I’d like to share a fun Twitter discussion I had a month ago, and which lead to a letter to the editor that will be published in the near future in the Journal of Nervous and Mental Disease. One the 14th of January, Keith Laws posted the following question on Twitter:

My response, underneath Keith’s message in the same screenshot, was that there was clearly something wrong with this table:


Keith found this table in a paper by Douglas Turkington and colleagues which reported an exploratory trial for cognitive behavioral techniques. At that moment, I didn’t even follow Keith on Twitter, but my Twitter buddy Åse (who wrote a blog post about the paper here: http://asehelene.wordpress.com/2014/01/15/through-the-looking-glass-into-an-oddly-analyzed-clinical-paper/) did, and if she shares something, it’s almost always interesting (#FF @asehelene).

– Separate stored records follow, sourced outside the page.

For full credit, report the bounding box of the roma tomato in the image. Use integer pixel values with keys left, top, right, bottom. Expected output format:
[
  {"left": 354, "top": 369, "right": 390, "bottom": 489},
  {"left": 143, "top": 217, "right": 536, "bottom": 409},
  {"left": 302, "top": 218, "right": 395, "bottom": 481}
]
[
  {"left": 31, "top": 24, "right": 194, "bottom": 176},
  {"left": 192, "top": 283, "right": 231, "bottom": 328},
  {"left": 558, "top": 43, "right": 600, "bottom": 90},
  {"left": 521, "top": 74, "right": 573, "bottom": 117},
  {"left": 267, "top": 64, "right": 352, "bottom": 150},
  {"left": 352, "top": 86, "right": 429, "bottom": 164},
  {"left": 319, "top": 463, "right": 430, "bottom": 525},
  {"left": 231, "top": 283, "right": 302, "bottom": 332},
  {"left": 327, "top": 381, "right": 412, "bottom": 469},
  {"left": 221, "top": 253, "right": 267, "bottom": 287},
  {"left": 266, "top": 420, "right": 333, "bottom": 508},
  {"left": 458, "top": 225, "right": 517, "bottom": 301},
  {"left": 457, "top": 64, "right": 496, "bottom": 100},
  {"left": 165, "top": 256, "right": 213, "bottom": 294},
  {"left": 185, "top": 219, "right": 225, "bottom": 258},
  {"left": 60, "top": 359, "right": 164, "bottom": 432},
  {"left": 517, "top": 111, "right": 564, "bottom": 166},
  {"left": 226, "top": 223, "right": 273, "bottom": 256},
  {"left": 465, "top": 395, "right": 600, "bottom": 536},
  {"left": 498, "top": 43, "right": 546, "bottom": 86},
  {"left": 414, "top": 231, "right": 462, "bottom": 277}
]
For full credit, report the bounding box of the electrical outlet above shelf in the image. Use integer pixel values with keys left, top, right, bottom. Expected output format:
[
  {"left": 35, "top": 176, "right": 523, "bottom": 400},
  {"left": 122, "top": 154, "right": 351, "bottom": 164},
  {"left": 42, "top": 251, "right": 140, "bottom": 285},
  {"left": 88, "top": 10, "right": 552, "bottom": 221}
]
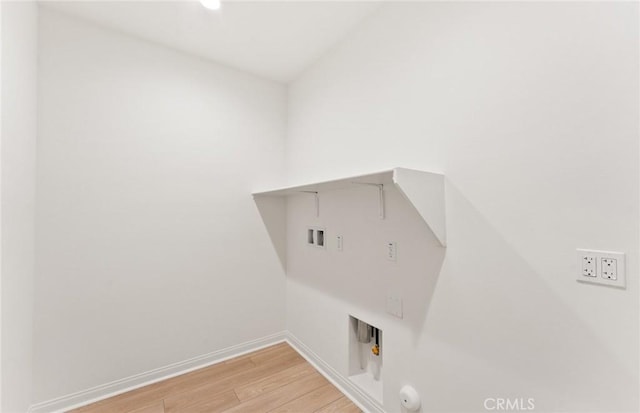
[{"left": 576, "top": 249, "right": 626, "bottom": 288}]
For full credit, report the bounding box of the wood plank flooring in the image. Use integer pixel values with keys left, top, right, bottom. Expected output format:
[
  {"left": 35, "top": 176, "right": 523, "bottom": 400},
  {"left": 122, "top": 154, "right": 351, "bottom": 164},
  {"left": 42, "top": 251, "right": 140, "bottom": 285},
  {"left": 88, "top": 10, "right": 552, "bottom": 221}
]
[{"left": 72, "top": 343, "right": 360, "bottom": 413}]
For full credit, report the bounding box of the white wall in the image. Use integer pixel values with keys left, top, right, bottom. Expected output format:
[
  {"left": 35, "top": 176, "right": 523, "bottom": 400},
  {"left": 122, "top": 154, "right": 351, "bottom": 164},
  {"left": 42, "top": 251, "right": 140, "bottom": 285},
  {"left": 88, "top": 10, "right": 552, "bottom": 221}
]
[
  {"left": 34, "top": 8, "right": 286, "bottom": 402},
  {"left": 286, "top": 3, "right": 639, "bottom": 412},
  {"left": 0, "top": 2, "right": 37, "bottom": 412},
  {"left": 0, "top": 2, "right": 37, "bottom": 412}
]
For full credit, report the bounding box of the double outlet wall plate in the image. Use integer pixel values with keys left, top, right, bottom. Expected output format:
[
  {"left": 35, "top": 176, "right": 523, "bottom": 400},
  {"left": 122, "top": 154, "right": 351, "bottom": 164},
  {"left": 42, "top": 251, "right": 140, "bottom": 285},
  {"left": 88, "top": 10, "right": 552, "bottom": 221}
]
[{"left": 576, "top": 249, "right": 626, "bottom": 288}]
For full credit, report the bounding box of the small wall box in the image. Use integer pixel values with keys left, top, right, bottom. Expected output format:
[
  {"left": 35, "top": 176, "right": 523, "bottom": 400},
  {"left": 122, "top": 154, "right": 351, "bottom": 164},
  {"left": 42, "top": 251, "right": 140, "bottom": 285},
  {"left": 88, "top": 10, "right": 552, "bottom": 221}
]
[
  {"left": 349, "top": 316, "right": 384, "bottom": 405},
  {"left": 307, "top": 227, "right": 326, "bottom": 248}
]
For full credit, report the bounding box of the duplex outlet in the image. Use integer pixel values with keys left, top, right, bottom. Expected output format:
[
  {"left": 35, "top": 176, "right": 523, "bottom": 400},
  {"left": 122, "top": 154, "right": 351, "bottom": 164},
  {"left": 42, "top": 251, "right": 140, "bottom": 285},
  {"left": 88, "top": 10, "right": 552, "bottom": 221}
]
[
  {"left": 580, "top": 254, "right": 597, "bottom": 277},
  {"left": 576, "top": 249, "right": 626, "bottom": 288}
]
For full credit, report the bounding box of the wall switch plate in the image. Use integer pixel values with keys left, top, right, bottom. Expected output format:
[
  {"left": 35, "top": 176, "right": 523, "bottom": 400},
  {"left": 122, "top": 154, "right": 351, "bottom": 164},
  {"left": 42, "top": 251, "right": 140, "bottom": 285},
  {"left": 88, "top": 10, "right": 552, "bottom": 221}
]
[
  {"left": 387, "top": 295, "right": 402, "bottom": 318},
  {"left": 387, "top": 241, "right": 398, "bottom": 261},
  {"left": 576, "top": 249, "right": 626, "bottom": 288}
]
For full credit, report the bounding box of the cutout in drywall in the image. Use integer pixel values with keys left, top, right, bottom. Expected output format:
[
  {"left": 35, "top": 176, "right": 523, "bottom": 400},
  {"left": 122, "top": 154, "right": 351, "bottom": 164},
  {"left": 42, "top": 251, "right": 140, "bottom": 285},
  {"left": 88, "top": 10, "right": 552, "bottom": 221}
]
[
  {"left": 349, "top": 316, "right": 383, "bottom": 404},
  {"left": 316, "top": 229, "right": 324, "bottom": 247}
]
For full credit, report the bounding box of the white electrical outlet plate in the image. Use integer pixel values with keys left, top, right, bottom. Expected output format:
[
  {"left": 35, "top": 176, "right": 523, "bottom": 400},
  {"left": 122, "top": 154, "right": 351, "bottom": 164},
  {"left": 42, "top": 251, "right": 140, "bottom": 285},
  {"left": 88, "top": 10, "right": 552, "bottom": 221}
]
[
  {"left": 576, "top": 249, "right": 626, "bottom": 288},
  {"left": 387, "top": 241, "right": 398, "bottom": 261},
  {"left": 387, "top": 295, "right": 402, "bottom": 318}
]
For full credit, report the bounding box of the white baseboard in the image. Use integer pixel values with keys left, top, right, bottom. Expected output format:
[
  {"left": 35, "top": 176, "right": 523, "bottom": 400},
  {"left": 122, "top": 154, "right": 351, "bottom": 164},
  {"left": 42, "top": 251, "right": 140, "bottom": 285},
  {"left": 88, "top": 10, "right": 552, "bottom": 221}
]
[
  {"left": 29, "top": 331, "right": 385, "bottom": 413},
  {"left": 29, "top": 331, "right": 287, "bottom": 413},
  {"left": 286, "top": 331, "right": 385, "bottom": 413}
]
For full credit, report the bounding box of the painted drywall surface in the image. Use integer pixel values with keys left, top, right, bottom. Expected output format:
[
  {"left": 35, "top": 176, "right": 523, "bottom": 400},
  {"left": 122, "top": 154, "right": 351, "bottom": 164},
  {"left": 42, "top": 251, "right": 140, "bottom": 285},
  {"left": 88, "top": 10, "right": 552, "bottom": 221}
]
[
  {"left": 0, "top": 2, "right": 37, "bottom": 412},
  {"left": 34, "top": 7, "right": 286, "bottom": 402},
  {"left": 287, "top": 3, "right": 639, "bottom": 412}
]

I don’t know much about the topic of cognitive behavioral therapy, but I have some interest in calculating and reporting effect sizes, so I’d thought I’d take a look.

Pretty soon, Tim Smits joined in:

as well as Stuart Richie:

As you can see, we were both joking around, as well as being amazed how this level of statistics reporting made it through peer review. In more formal terms, what we did was post-publication peer review (PPPR), or talking about the paper as a HIBAR (Had I Been A Reviewer). Note that Table 2 is all we have: there are no test statistics, means can only be gauged from Tables (that sometimes have no labels), and the 95% CI and error bars that are reported cannot possibly be correct.

Tim Smits (who had written a similar letter to the editor for another paper) took the lead and drafted a first letter. After we all added our comments, we submitted the letter (check out Tim’s blog for more about the content of the letter, as well as some things that we excluded from the letter for brevity’s sake), only to receive the message that our letter was accepted for publication a few days later. The original authors will probably publish a rejoinder (obviously, we are all very curious).

Now I understand that getting criticism on your work is never fun. In my personal experience, it very often takes a dinner conversation with my wife before I’m convinced that if people took the effort to criticize my work, there must be something that can be improved. What I like about this commentary is that is shows how Twitter is making post-publication reviews possible. It’s easy to get in contact with other researchers to discuss any concerns you might have (as Keith did in his first Tweet). Note that I have never met any of my co-authors in real life, demonstrating how Twitter can greatly extend your network and allows you to meet interesting and smart people who share your interests. Twitter provides a first test bed for your criticisms to see if they hold up (or if the problem lies in your own interpretation), and if a criticism is widely shared, can make it fun to actually take the effort to do something about a paper that contains errors.

It might be slightly weird that Tim, Stuart, and myself publish a comment in the Journal of Nervous and Mental Disease, a journal I guess none of us has ever read before. It also shows how Twitter extends the boundaries between scientific disciplines. This can bring new insights about reporting standards  from one discipline to the next. Perhaps our comment has made researchers, reviewers, and editors who do research on cognitive behavioral therapy aware of the need to make sure they raise the bar on how they report statistics (if only so pesky researchers on Twitter leave you alone!). I think this would be great, and I can’t wait until researchers from another discipline point out statistical errors in my own articles that I and my closer peers did not recognize, because anything that improves the way we do science (such as Twitter!) is a good thing.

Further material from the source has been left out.